Kobayashi and Okamura (2005) indicate a dose dependent inhibition of embryonic development when using a variety of heavy metals in ASW. Our data also suggests a dosage dependent developmental inhibition of embryonic cleavage events. At the 80 minute mark, only 11% of the 0 mM copper chloride group had not progessed further than the fertilization envelope compared to 85% of observed embryos arresting at this stage in the 20 mM copper chloride solution. Those that did develop further in the 20 mM solution, however, appeared abnormal. Based upon our observations, the embryos in higher concentrations of copper would not develop into viable pluteus larvae considering that the majority of the cells did not progress beyond the fertilization envelope.

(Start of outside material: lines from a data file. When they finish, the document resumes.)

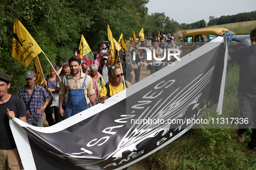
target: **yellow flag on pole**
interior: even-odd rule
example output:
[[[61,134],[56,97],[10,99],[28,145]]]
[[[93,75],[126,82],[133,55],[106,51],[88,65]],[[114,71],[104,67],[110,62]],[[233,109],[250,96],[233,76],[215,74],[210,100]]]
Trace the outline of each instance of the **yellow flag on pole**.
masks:
[[[135,35],[135,33],[134,32],[134,31],[133,31],[133,40],[134,41],[133,41],[133,42],[137,42],[137,39],[136,39],[136,35]]]
[[[21,63],[26,69],[41,52],[42,49],[31,35],[16,19],[13,23],[12,57]]]
[[[122,47],[123,47],[123,49],[122,49],[122,51],[123,52],[124,50],[127,50],[126,47],[126,45],[125,44],[125,43],[124,42],[124,41],[123,41],[123,39],[122,38]]]
[[[142,40],[143,38],[145,38],[144,37],[144,31],[143,30],[143,28],[142,29],[141,29],[141,30],[140,30],[140,32],[139,32],[139,35],[140,37],[139,39],[140,40]]]
[[[117,41],[117,42],[119,43],[120,42],[120,41],[123,38],[123,33],[121,33],[121,35],[120,35],[120,37],[119,37],[119,39],[118,39],[118,41]]]
[[[42,70],[38,56],[36,56],[35,59],[35,66],[34,66],[34,73],[36,77],[35,80],[35,84],[36,85],[40,85],[43,83],[44,81],[44,73]]]
[[[107,25],[107,37],[110,44],[110,56],[111,60],[111,66],[113,64],[118,64],[120,68],[123,69],[118,53],[118,51],[121,48],[117,42],[113,38],[113,35],[108,25]]]
[[[84,35],[82,34],[81,37],[81,41],[80,41],[80,44],[79,45],[79,48],[80,51],[80,56],[81,58],[83,58],[83,56],[84,55],[87,54],[91,51],[89,45],[87,43]]]

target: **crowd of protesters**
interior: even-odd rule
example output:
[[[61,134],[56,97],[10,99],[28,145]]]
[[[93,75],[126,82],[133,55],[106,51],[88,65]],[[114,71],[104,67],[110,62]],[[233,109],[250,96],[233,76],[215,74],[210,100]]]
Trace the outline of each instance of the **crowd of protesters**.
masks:
[[[223,36],[223,33],[221,32],[219,35]],[[243,50],[240,49],[239,53],[229,54],[228,60],[237,61],[243,66],[241,67],[240,74],[246,71],[246,73],[240,77],[237,95],[240,107],[244,109],[243,110],[240,110],[241,117],[250,117],[251,123],[254,121],[253,117],[255,116],[253,116],[253,113],[256,110],[255,98],[256,94],[253,93],[256,91],[255,87],[256,80],[255,72],[252,73],[252,76],[250,76],[250,69],[253,67],[252,70],[255,70],[256,28],[252,30],[250,37],[252,47],[243,49]],[[81,59],[84,57],[78,57],[77,51],[74,50],[73,55],[66,62],[59,63],[58,69],[55,65],[49,67],[50,74],[45,77],[44,88],[35,85],[36,77],[33,72],[26,72],[24,78],[27,84],[19,88],[17,92],[18,97],[8,93],[7,90],[10,86],[12,79],[6,74],[0,72],[0,108],[7,113],[6,116],[3,114],[0,115],[5,122],[2,123],[1,129],[6,129],[1,131],[3,131],[1,134],[3,135],[1,140],[8,141],[10,143],[6,145],[3,144],[6,141],[1,142],[1,149],[11,150],[12,153],[10,154],[13,157],[16,155],[16,157],[19,157],[16,156],[18,154],[10,126],[6,125],[9,118],[18,117],[30,125],[42,127],[42,113],[45,111],[46,120],[51,126],[96,104],[104,104],[105,100],[108,98],[139,81],[141,66],[143,67],[146,66],[147,69],[151,70],[151,74],[165,66],[162,64],[166,60],[163,60],[162,61],[157,59],[161,58],[162,54],[166,52],[168,49],[177,49],[177,46],[175,44],[177,39],[175,34],[173,35],[169,34],[167,35],[138,40],[139,42],[132,41],[131,47],[119,52],[120,65],[110,65],[110,51],[105,44],[97,47],[97,52],[94,53],[91,60],[87,59],[86,61]],[[147,60],[146,53],[149,50],[140,50],[139,47],[148,48],[152,53],[152,56],[154,57],[151,60]],[[175,50],[172,51],[175,52],[173,52]],[[246,62],[240,61],[241,58],[237,57],[237,54],[245,55],[246,59],[248,58]],[[178,58],[179,58],[178,55]],[[177,59],[172,57],[171,61],[166,62],[173,63]],[[141,64],[142,63],[143,65]],[[252,65],[252,63],[254,65]],[[248,68],[246,65],[251,67],[249,68],[249,70],[246,69]],[[123,70],[121,69],[121,66]],[[58,74],[61,76],[60,79],[55,74],[55,70],[57,70]],[[246,83],[246,81],[249,83]],[[248,85],[250,86],[248,87]],[[250,90],[245,93],[244,91],[245,88]],[[51,106],[53,98],[58,94],[59,95],[58,108]],[[55,120],[52,118],[53,111]],[[240,127],[238,139],[240,142],[243,141],[245,132],[249,126]],[[255,132],[253,131],[252,142],[249,145],[250,149],[253,151],[255,151],[256,146]],[[0,149],[0,151],[2,150]],[[20,164],[20,160],[17,159],[13,164]]]

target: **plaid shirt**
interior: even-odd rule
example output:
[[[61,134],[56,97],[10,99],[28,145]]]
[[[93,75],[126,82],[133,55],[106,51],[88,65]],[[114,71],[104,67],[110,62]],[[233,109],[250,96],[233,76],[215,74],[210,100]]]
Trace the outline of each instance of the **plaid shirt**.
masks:
[[[29,116],[26,116],[27,121],[29,121],[33,117],[38,121],[42,117],[42,114],[36,113],[44,105],[43,100],[45,101],[50,98],[45,90],[39,85],[35,85],[34,94],[32,99],[27,110],[31,113]],[[26,107],[30,99],[30,94],[27,91],[26,85],[21,86],[19,88],[17,96],[23,100],[25,107]]]

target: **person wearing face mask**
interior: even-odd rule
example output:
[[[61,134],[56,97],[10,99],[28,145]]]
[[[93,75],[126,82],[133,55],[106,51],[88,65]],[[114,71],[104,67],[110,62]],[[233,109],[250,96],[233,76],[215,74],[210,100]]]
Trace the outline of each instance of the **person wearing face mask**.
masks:
[[[73,51],[73,56],[72,57],[76,57],[78,55],[78,51],[74,50]]]

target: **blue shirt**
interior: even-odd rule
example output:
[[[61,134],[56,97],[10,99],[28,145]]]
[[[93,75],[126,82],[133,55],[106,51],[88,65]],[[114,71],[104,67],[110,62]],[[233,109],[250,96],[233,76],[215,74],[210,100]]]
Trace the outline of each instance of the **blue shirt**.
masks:
[[[23,100],[25,107],[26,107],[30,99],[30,94],[26,90],[26,85],[21,86],[19,88],[17,96]],[[31,113],[29,116],[26,116],[27,121],[29,121],[34,117],[38,121],[42,117],[42,114],[36,113],[44,105],[43,100],[45,101],[50,98],[50,96],[43,87],[35,85],[34,94],[27,110]]]
[[[228,54],[232,60],[240,65],[237,97],[256,101],[256,55],[250,46]]]

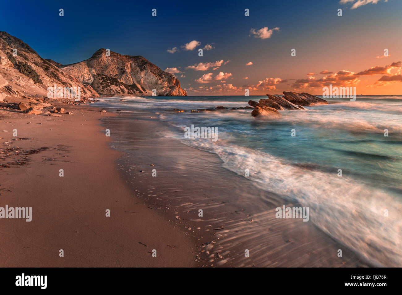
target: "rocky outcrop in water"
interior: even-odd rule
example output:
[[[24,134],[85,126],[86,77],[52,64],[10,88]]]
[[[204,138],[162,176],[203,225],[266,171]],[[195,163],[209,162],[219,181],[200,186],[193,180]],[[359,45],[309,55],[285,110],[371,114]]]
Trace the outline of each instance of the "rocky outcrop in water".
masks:
[[[251,115],[259,118],[262,117],[266,118],[280,118],[281,114],[278,110],[305,110],[302,106],[311,106],[328,103],[322,98],[306,92],[297,93],[284,91],[283,93],[283,96],[267,94],[268,98],[262,98],[258,102],[254,100],[248,101],[248,104],[254,108]]]
[[[259,119],[276,118],[282,117],[282,115],[277,110],[267,106],[257,106],[251,112],[251,116]]]

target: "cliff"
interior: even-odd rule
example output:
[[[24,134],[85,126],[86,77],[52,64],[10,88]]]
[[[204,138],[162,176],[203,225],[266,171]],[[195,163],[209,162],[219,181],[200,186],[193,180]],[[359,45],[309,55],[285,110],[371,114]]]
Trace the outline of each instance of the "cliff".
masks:
[[[88,59],[57,66],[103,96],[150,96],[153,89],[158,96],[187,95],[178,79],[142,56],[110,53],[101,49]]]

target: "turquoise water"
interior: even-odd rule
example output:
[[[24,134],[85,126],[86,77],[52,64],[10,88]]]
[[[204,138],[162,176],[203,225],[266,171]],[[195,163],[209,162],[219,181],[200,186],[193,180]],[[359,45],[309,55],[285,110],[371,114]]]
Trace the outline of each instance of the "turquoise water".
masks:
[[[157,113],[171,126],[166,136],[216,154],[234,173],[244,175],[248,169],[256,185],[309,207],[312,222],[367,260],[400,266],[402,96],[330,99],[328,105],[281,111],[281,118],[265,122],[252,118],[251,110],[168,110],[244,107],[265,97],[112,98],[102,104]],[[217,127],[218,140],[185,138],[184,128],[191,124]]]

At high concentrations of copper chloride, cleavage was inhibited, thereby stopping development of the embryo. In lower concentrations, however, cell division proceeded more rapidly than in the absence of copper. At 80 minutes, 64% of the control group divided once, resulting in the majority of 2-cell embryos as expected. The majority of the embryos in the 5 mM copper chloride solution, however, had developed beyond this stage with 43% exhibiting 4-cell embryos and 7% progressing to the 8 cell-stage. This pattern was also observed in the 10 mM copper solution with 27% of the total embryos in the 4-cell stage and 31% in the 8-cell stage. While the majority did progress much faster, those in the 8-cell stage at 10 mM appeared abnormal and had blastomeres out of place. This trend suggests that a limited amount of copper may help in the development of the embryo, however there is a threshold that when crossed, inhibits development. Our findings confirm the hypothesis that excess copper in the water leads to adverse effects in sea urchin embryonic development. This confirms suspicions that environmental pollutants resulting from mining operations may have detrimental effects to native marine organisms. We also describe that small amounts of copper may help to speed embryonic development which could be potentially beneficial for the species. We plan to test this theory further by exposing developing urchin embryos to concentrations of copper chloride ranging from 1-7 mM and allowing development to proceed to the pluteus larvae. This would allow us to observe if small levels of copper metal are adverse in the later stages of development.

 

References

 

Cebra-Thomas, J. (2006). Isolatin of Gametes of Sea Urchins [Protocol for the isolation of gametes of Sea Urchins]. Retrieved from http://www.swarthmore.edu/NatSci/sgilber1/DB_lab/Urchin/Urchin_gamete.html

 

Kobayashi, N. and Okamura, H. (2004). Effects of Heavy Metals on Sea Urchin Embryo Development. Part 1. Tracing the cause by effects. Chemosphere. 55(10): 1403-1412.

 

Kobayashi, N. and Okamura, H. (2005). Effects of Heavy Metals on Sea Urchin Development. Part 2. Interactive Toxic Effects of Heavy Metals in Synthetic Mine Effluents. Chemosphere. 61(8): 1198-1203.


Vasquez, J., Matsuhiru, B., Vega, M., Pardo L., and Veliz, D. (2000). The Effects of Mining Pollution on Subtidal Habitats of Northen Chile. Internation Journal of Environment and Pollution. 13(1-6):2-25.